“As We Are Aging In Place, What About Our Homes?”

So many people – upwards of ninety percent depending on which source is used – want to remain in their current homes as they move into their fifties and beyond. Fortunately for them, that is an extremely doable and viable scenario for them, and we are trained to help them do this as aging in place professionals. 

The issue is actually twofold. People are getting older and as such have many more physical limitations and conditions that typically they did at a younger age. Also, theirs homes are aging. Sometimes, depending on many factors such as when and how they were built, our homes age much better than humans and show aging issues at a much slower rate. Sometimes, however, they age rather rapidly.

Thus, as we are contending with people and their changing life conditions in their homes in the form of mobility, sensory, and cognitive issues that might be arising or continuing, we also must be aware of and be prepared to address the physical condition (maintenance) and limitations (the floor plan and the way it was constructed) of the home itself.

When we do our assessments and evaluations of what exists and what might need to happen in a home to enhance or improve accessibility, safety, comfort, convenience, and general enjoyment of the living space, we must look at both the individuals residing there and the physical structure itself, regardless of how many levels or stories might be involved.

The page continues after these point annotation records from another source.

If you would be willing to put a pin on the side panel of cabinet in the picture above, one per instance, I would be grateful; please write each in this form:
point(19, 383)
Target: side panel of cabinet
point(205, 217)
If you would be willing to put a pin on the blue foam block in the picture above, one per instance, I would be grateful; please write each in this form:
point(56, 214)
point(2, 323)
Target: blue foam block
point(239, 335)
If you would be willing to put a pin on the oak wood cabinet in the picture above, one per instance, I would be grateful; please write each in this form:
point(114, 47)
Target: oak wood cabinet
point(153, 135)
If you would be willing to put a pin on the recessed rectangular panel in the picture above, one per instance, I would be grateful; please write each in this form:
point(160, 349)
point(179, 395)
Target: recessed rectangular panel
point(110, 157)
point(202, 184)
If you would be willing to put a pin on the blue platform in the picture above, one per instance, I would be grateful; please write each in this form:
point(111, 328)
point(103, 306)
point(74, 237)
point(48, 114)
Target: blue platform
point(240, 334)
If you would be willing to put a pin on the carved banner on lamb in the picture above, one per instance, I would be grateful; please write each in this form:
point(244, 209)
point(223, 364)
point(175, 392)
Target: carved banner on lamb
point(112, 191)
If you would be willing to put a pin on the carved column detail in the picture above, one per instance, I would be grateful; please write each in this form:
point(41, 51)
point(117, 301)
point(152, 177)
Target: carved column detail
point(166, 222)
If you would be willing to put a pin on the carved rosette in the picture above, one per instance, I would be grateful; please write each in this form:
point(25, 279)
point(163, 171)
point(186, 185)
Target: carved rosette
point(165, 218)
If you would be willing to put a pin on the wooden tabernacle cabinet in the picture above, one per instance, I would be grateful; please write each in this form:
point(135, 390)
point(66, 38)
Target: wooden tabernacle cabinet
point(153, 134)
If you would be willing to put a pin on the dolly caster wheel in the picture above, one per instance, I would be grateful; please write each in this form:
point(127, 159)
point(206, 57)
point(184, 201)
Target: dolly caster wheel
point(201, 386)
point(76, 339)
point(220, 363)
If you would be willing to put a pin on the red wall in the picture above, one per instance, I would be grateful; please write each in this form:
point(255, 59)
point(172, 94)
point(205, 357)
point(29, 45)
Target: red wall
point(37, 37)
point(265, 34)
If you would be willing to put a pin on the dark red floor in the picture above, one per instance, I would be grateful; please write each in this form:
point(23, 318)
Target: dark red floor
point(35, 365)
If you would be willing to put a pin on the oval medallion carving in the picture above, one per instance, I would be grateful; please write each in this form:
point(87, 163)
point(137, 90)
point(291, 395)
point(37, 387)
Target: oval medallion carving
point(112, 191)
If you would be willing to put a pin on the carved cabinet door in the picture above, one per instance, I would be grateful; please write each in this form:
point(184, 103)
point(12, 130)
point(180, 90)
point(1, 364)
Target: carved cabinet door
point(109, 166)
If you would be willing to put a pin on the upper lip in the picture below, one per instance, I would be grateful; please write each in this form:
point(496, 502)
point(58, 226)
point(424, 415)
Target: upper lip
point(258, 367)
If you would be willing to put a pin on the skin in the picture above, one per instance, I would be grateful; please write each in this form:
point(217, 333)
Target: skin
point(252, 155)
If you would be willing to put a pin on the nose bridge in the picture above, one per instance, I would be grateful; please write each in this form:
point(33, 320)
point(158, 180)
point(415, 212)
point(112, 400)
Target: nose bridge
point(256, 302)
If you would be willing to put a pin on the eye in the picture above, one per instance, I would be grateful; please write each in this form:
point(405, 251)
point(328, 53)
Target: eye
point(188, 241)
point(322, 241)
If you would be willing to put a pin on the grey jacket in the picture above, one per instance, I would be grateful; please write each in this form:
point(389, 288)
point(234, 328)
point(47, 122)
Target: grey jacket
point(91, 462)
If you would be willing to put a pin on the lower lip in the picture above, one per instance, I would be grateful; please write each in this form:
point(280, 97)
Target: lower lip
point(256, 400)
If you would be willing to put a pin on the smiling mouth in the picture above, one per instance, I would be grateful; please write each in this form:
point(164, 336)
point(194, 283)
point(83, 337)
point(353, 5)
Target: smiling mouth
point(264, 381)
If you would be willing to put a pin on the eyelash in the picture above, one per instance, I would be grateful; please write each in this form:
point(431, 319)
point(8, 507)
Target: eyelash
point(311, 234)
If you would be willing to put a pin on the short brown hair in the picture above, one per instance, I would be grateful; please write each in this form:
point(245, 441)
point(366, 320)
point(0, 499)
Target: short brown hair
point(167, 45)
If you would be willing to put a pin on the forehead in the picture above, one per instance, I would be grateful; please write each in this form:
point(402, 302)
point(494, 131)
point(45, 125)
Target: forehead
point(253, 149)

Characteristically, homes built in certain time periods used architectural styles, layouts, and construction materials common for that time. Nothing is inherently wrong with that having been done except when we fast forward to today and find that many homes are not being friendly to their occupants.

Many mid-century homes were built with narrow interior doorways (often only two-feet wide, especially with closets and bathrooms), narrow hallways (less than thirty inches in width), a rather small central hall bath that served all of the people living in the home as well as guests and visitors, and several steps that needed to be climbed to get inside the home (from the outside and often the garage as well, when it was attached).

Often those designs worked for them in which they were built. Otherwise, people would not have accepted them as they did. The issue is that people today do live the same way or use their homes the same as they did several decades ago.

Many things exist today that were uncommon or even yet to be invented when those homes were built and offered to the marketplace. Think of the various home appliances and services that we have today (or have access to even if we don’t personally use them) that are rather recent additions to the home front: curling irons, hair dryers, central air conditioning, microwave ovens, induction cooktops, spas, swimming pools (with heaters and pumps), computers, televisions, audio systems, wi-fi, bluetooth, smartphones, home monitoring and security systems, and more. These create an electrical demand that was unheard of not that long ago.

We must remember now as we are looking at how people relate to their homes and the floor space, how well they are able to circulate within the home, and generally how accessible it is with pathways, cabinets, fixtures, and more, that the home is responsible for providing a good environment for its occupants. Lighting, flooring, passageways, access points, doorways, windows (and how they open), HVAC, glare control, and so many other aspects of presenting a safe living environment must be evaluated and remediated as necessary to provide the safest possible living area for those who are remaining in the home.

People are expecting to age in place in their homes, and it therefore proper to expect that the homes would do their part to age well with them. This is where we come in to help.